We love the refreshing citrus notes of this coffee balanced by a delicious buttery caramel finish.
While my introduction to Colombian coffee was perhaps unconventional, it will never be forgotten. Paragliding solo above the lush green canopy of native tree-shaded coffee farms of Bucaramanga and dodging frequent thunderstorms I made my decision to become a speciality coffee roaster and haven’t looked back…
Colombia is a large country with an established coffee industry spread over 17 regions, indeed it is the world’s third largest coffee producer after Brazil and Vietnam and is the worlds largest producer of Arabica coffee. The coffee producing areas and the farms of more than half a million different growers lie among the foothills of the Andes and Sierra Nevada mountain ranges, where the climate is temperate with plenty of rainfall. It is widely acknowledged however that the country’s best coffees come from the south west in the regions of Huila, Tolima, Narino and Cauca.
We have chosen to work with a group of Huila farmers situated near San Augustin high in the Andean mountains where conditions are prefect for the production of fine Arabica coffee – good regular rainfall, rich fertile soils, an average altitudes of 1,700m and good shade that includes Orange, Bamboo, Eucalyptus, Inga and Avocado trees. The Agustino Forest coffee project was set up around 6 years ago with the aim of promoting high quality coffee growing to small holder communities as an alternative to producing crops for the illegal drugs trade. Initially involving just 104 families the project has proved very successful and has now expanded to include more than 1000 small holders all striving to produce coffee of outstanding quality.
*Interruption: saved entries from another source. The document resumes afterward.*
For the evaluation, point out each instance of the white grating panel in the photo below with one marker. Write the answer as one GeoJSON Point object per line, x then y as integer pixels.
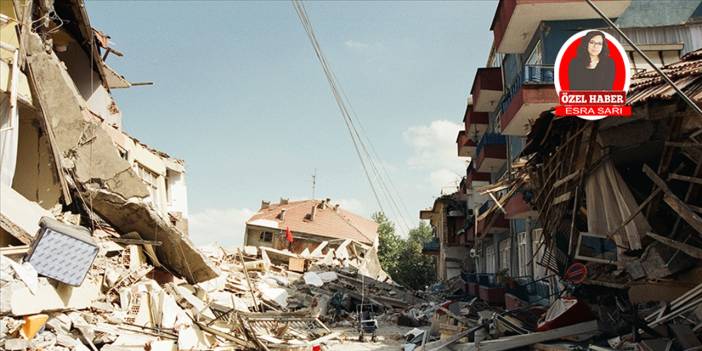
{"type": "Point", "coordinates": [62, 257]}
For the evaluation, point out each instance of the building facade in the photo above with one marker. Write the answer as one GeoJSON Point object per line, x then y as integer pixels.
{"type": "Point", "coordinates": [508, 96]}
{"type": "Point", "coordinates": [310, 223]}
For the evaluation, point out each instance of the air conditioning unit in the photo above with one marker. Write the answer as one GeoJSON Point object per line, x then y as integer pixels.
{"type": "Point", "coordinates": [473, 253]}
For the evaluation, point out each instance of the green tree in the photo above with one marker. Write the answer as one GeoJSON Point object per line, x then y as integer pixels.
{"type": "Point", "coordinates": [416, 270]}
{"type": "Point", "coordinates": [388, 243]}
{"type": "Point", "coordinates": [401, 258]}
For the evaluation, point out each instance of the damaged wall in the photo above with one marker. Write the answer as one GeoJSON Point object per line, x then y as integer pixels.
{"type": "Point", "coordinates": [117, 193]}
{"type": "Point", "coordinates": [87, 80]}
{"type": "Point", "coordinates": [35, 176]}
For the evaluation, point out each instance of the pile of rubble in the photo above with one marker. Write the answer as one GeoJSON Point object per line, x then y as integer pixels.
{"type": "Point", "coordinates": [262, 299]}
{"type": "Point", "coordinates": [467, 323]}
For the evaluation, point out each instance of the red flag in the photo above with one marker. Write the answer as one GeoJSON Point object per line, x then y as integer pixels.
{"type": "Point", "coordinates": [288, 234]}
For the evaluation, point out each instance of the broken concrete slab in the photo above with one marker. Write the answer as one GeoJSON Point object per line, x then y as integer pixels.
{"type": "Point", "coordinates": [117, 192]}
{"type": "Point", "coordinates": [19, 216]}
{"type": "Point", "coordinates": [17, 299]}
{"type": "Point", "coordinates": [311, 278]}
{"type": "Point", "coordinates": [176, 252]}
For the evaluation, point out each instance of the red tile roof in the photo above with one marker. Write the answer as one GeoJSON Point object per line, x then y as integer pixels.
{"type": "Point", "coordinates": [327, 222]}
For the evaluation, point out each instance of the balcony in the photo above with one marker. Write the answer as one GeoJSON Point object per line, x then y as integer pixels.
{"type": "Point", "coordinates": [473, 175]}
{"type": "Point", "coordinates": [431, 247]}
{"type": "Point", "coordinates": [476, 122]}
{"type": "Point", "coordinates": [494, 223]}
{"type": "Point", "coordinates": [516, 21]}
{"type": "Point", "coordinates": [466, 146]}
{"type": "Point", "coordinates": [531, 93]}
{"type": "Point", "coordinates": [518, 208]}
{"type": "Point", "coordinates": [487, 89]}
{"type": "Point", "coordinates": [491, 153]}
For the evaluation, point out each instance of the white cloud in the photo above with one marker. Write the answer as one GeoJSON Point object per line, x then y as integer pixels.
{"type": "Point", "coordinates": [352, 44]}
{"type": "Point", "coordinates": [352, 205]}
{"type": "Point", "coordinates": [434, 146]}
{"type": "Point", "coordinates": [224, 226]}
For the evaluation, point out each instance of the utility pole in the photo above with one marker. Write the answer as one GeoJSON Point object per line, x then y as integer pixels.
{"type": "Point", "coordinates": [314, 183]}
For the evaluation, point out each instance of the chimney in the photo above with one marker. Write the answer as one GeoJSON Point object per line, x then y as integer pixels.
{"type": "Point", "coordinates": [311, 215]}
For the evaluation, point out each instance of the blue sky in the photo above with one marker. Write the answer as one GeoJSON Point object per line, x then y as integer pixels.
{"type": "Point", "coordinates": [240, 96]}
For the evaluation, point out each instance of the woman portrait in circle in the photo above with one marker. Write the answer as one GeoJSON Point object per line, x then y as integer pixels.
{"type": "Point", "coordinates": [592, 68]}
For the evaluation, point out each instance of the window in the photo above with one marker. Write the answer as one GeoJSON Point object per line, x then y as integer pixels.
{"type": "Point", "coordinates": [596, 248]}
{"type": "Point", "coordinates": [151, 179]}
{"type": "Point", "coordinates": [536, 58]}
{"type": "Point", "coordinates": [124, 154]}
{"type": "Point", "coordinates": [490, 259]}
{"type": "Point", "coordinates": [538, 248]}
{"type": "Point", "coordinates": [266, 236]}
{"type": "Point", "coordinates": [523, 254]}
{"type": "Point", "coordinates": [505, 247]}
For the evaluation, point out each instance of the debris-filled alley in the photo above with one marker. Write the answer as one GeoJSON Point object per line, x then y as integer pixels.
{"type": "Point", "coordinates": [564, 233]}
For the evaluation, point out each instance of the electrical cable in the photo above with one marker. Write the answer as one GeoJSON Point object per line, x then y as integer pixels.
{"type": "Point", "coordinates": [381, 189]}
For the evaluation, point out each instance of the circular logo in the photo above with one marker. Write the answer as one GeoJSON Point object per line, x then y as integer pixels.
{"type": "Point", "coordinates": [592, 61]}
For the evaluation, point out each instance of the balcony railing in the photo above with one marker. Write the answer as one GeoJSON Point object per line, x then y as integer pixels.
{"type": "Point", "coordinates": [531, 74]}
{"type": "Point", "coordinates": [432, 246]}
{"type": "Point", "coordinates": [490, 139]}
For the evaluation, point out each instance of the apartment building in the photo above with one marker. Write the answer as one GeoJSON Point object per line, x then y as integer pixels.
{"type": "Point", "coordinates": [507, 97]}
{"type": "Point", "coordinates": [63, 152]}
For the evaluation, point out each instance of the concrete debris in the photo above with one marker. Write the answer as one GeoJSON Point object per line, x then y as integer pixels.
{"type": "Point", "coordinates": [120, 306]}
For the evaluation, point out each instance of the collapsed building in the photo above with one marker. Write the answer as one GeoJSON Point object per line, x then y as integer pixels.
{"type": "Point", "coordinates": [64, 153]}
{"type": "Point", "coordinates": [564, 214]}
{"type": "Point", "coordinates": [309, 223]}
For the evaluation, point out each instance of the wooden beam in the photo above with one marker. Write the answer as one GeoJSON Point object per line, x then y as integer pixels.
{"type": "Point", "coordinates": [136, 241]}
{"type": "Point", "coordinates": [682, 145]}
{"type": "Point", "coordinates": [566, 179]}
{"type": "Point", "coordinates": [512, 342]}
{"type": "Point", "coordinates": [635, 213]}
{"type": "Point", "coordinates": [674, 202]}
{"type": "Point", "coordinates": [685, 212]}
{"type": "Point", "coordinates": [685, 178]}
{"type": "Point", "coordinates": [562, 198]}
{"type": "Point", "coordinates": [690, 250]}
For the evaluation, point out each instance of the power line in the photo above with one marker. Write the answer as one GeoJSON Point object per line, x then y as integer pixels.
{"type": "Point", "coordinates": [362, 151]}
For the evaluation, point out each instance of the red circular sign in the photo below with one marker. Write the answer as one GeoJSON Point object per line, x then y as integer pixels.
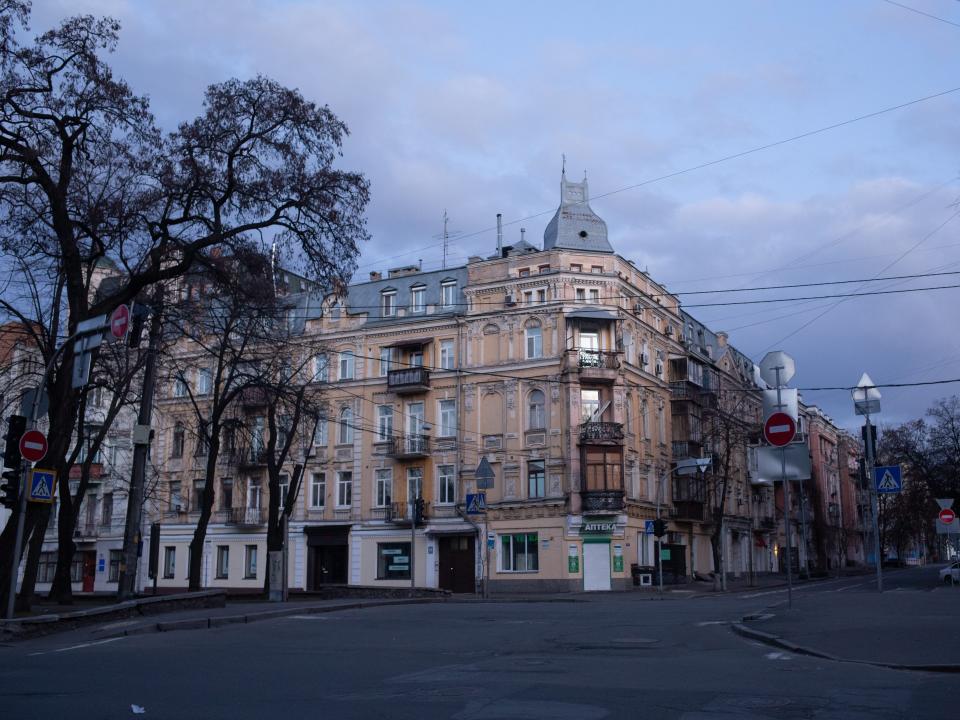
{"type": "Point", "coordinates": [120, 321]}
{"type": "Point", "coordinates": [33, 445]}
{"type": "Point", "coordinates": [779, 429]}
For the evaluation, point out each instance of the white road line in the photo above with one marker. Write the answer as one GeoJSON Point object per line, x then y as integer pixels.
{"type": "Point", "coordinates": [77, 647]}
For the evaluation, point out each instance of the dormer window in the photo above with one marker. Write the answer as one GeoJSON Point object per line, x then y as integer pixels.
{"type": "Point", "coordinates": [388, 303]}
{"type": "Point", "coordinates": [418, 298]}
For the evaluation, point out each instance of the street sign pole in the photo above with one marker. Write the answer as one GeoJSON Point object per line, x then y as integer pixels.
{"type": "Point", "coordinates": [875, 502]}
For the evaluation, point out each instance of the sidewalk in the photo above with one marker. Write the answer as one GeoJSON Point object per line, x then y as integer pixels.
{"type": "Point", "coordinates": [906, 630]}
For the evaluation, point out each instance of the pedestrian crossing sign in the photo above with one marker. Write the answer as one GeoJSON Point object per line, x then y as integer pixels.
{"type": "Point", "coordinates": [887, 479]}
{"type": "Point", "coordinates": [43, 485]}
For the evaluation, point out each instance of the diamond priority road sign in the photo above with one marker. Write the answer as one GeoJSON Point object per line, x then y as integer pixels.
{"type": "Point", "coordinates": [779, 429]}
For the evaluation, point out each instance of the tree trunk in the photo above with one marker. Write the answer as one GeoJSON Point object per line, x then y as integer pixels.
{"type": "Point", "coordinates": [206, 508]}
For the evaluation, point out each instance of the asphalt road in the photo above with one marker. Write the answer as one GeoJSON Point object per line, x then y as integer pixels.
{"type": "Point", "coordinates": [616, 656]}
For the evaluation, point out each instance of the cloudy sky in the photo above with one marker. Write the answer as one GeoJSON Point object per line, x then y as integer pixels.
{"type": "Point", "coordinates": [467, 107]}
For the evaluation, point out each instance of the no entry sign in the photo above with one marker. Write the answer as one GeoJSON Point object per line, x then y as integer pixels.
{"type": "Point", "coordinates": [779, 429]}
{"type": "Point", "coordinates": [33, 445]}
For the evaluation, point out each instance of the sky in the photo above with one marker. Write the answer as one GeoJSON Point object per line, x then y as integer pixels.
{"type": "Point", "coordinates": [468, 107]}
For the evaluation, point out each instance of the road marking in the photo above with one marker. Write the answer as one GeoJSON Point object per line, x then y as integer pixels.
{"type": "Point", "coordinates": [77, 647]}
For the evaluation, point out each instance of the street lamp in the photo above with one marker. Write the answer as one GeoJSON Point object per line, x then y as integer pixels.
{"type": "Point", "coordinates": [686, 466]}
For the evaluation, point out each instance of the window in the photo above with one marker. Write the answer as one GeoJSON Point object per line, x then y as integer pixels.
{"type": "Point", "coordinates": [387, 359]}
{"type": "Point", "coordinates": [536, 410]}
{"type": "Point", "coordinates": [446, 355]}
{"type": "Point", "coordinates": [384, 422]}
{"type": "Point", "coordinates": [414, 484]}
{"type": "Point", "coordinates": [536, 479]}
{"type": "Point", "coordinates": [418, 299]}
{"type": "Point", "coordinates": [448, 418]}
{"type": "Point", "coordinates": [176, 500]}
{"type": "Point", "coordinates": [589, 405]}
{"type": "Point", "coordinates": [114, 574]}
{"type": "Point", "coordinates": [447, 481]}
{"type": "Point", "coordinates": [321, 370]}
{"type": "Point", "coordinates": [393, 561]}
{"type": "Point", "coordinates": [347, 365]}
{"type": "Point", "coordinates": [519, 553]}
{"type": "Point", "coordinates": [250, 562]}
{"type": "Point", "coordinates": [448, 291]}
{"type": "Point", "coordinates": [169, 561]}
{"type": "Point", "coordinates": [226, 493]}
{"type": "Point", "coordinates": [344, 489]}
{"type": "Point", "coordinates": [179, 387]}
{"type": "Point", "coordinates": [318, 490]}
{"type": "Point", "coordinates": [223, 562]}
{"type": "Point", "coordinates": [384, 487]}
{"type": "Point", "coordinates": [388, 303]}
{"type": "Point", "coordinates": [534, 343]}
{"type": "Point", "coordinates": [197, 497]}
{"type": "Point", "coordinates": [345, 431]}
{"type": "Point", "coordinates": [204, 381]}
{"type": "Point", "coordinates": [320, 437]}
{"type": "Point", "coordinates": [176, 444]}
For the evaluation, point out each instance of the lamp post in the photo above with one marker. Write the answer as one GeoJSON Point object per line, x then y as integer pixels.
{"type": "Point", "coordinates": [687, 466]}
{"type": "Point", "coordinates": [866, 401]}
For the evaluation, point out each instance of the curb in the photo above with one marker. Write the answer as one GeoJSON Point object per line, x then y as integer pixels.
{"type": "Point", "coordinates": [215, 622]}
{"type": "Point", "coordinates": [778, 642]}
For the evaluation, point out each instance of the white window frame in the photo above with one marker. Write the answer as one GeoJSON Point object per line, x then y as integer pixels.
{"type": "Point", "coordinates": [383, 487]}
{"type": "Point", "coordinates": [447, 355]}
{"type": "Point", "coordinates": [384, 422]}
{"type": "Point", "coordinates": [447, 414]}
{"type": "Point", "coordinates": [344, 489]}
{"type": "Point", "coordinates": [446, 485]}
{"type": "Point", "coordinates": [534, 342]}
{"type": "Point", "coordinates": [318, 490]}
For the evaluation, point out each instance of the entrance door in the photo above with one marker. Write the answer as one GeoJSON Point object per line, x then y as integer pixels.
{"type": "Point", "coordinates": [89, 571]}
{"type": "Point", "coordinates": [457, 563]}
{"type": "Point", "coordinates": [328, 564]}
{"type": "Point", "coordinates": [596, 566]}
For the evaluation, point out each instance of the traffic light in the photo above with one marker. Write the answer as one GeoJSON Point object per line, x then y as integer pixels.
{"type": "Point", "coordinates": [10, 487]}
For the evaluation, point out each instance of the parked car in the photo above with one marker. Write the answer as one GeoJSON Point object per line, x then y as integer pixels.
{"type": "Point", "coordinates": [951, 573]}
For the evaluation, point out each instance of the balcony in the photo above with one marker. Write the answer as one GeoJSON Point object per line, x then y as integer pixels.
{"type": "Point", "coordinates": [687, 510]}
{"type": "Point", "coordinates": [408, 447]}
{"type": "Point", "coordinates": [408, 380]}
{"type": "Point", "coordinates": [248, 517]}
{"type": "Point", "coordinates": [601, 501]}
{"type": "Point", "coordinates": [601, 433]}
{"type": "Point", "coordinates": [597, 365]}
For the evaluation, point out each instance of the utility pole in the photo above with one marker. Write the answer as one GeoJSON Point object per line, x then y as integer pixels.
{"type": "Point", "coordinates": [126, 587]}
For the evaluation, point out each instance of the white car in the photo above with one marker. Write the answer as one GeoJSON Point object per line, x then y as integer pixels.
{"type": "Point", "coordinates": [951, 573]}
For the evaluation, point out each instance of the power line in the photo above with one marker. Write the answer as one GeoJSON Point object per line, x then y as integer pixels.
{"type": "Point", "coordinates": [693, 168]}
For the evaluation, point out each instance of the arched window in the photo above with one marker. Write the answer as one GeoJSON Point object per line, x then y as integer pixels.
{"type": "Point", "coordinates": [346, 427]}
{"type": "Point", "coordinates": [536, 410]}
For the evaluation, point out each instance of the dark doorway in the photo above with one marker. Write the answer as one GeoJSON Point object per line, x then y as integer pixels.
{"type": "Point", "coordinates": [457, 563]}
{"type": "Point", "coordinates": [327, 556]}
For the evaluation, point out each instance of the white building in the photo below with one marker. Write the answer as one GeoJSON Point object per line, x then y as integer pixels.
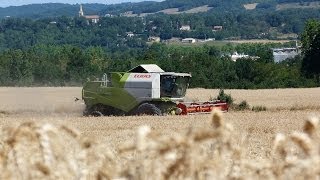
{"type": "Point", "coordinates": [235, 56]}
{"type": "Point", "coordinates": [282, 54]}
{"type": "Point", "coordinates": [154, 39]}
{"type": "Point", "coordinates": [93, 18]}
{"type": "Point", "coordinates": [185, 28]}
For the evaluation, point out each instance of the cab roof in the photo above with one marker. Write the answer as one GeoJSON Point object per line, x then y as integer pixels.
{"type": "Point", "coordinates": [147, 68]}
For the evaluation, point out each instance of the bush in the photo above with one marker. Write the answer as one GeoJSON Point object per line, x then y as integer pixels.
{"type": "Point", "coordinates": [242, 106]}
{"type": "Point", "coordinates": [259, 108]}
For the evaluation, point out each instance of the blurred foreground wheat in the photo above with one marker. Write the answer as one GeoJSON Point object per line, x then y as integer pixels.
{"type": "Point", "coordinates": [43, 151]}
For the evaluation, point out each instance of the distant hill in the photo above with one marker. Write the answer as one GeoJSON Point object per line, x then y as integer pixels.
{"type": "Point", "coordinates": [48, 10]}
{"type": "Point", "coordinates": [151, 7]}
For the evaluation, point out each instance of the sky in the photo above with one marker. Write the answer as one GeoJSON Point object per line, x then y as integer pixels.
{"type": "Point", "coordinates": [6, 3]}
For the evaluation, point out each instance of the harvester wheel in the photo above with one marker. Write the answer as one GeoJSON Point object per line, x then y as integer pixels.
{"type": "Point", "coordinates": [148, 109]}
{"type": "Point", "coordinates": [96, 114]}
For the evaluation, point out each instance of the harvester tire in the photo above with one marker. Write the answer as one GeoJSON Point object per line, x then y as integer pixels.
{"type": "Point", "coordinates": [148, 109]}
{"type": "Point", "coordinates": [96, 114]}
The programme also has a strong focus on environmental conservation and requires members to have either shade trees on their plantation or an area set aside as a natural reserve. It is believed that responsible coffee production can off-set the effects of illicit drug production which took place in the area under guerrilla rule in the early 2000s. Coffee is grown on land surrounding the ancient forest and UNESCO world heritage site of San Augustin and the protection of this area is at the heart of the Agustino Forest programme. Farmers are given technical coffee training and funding for tree planting & local infrastructure improvements in return for a commitment to protect the local environment and ecosystems surrounding their farms.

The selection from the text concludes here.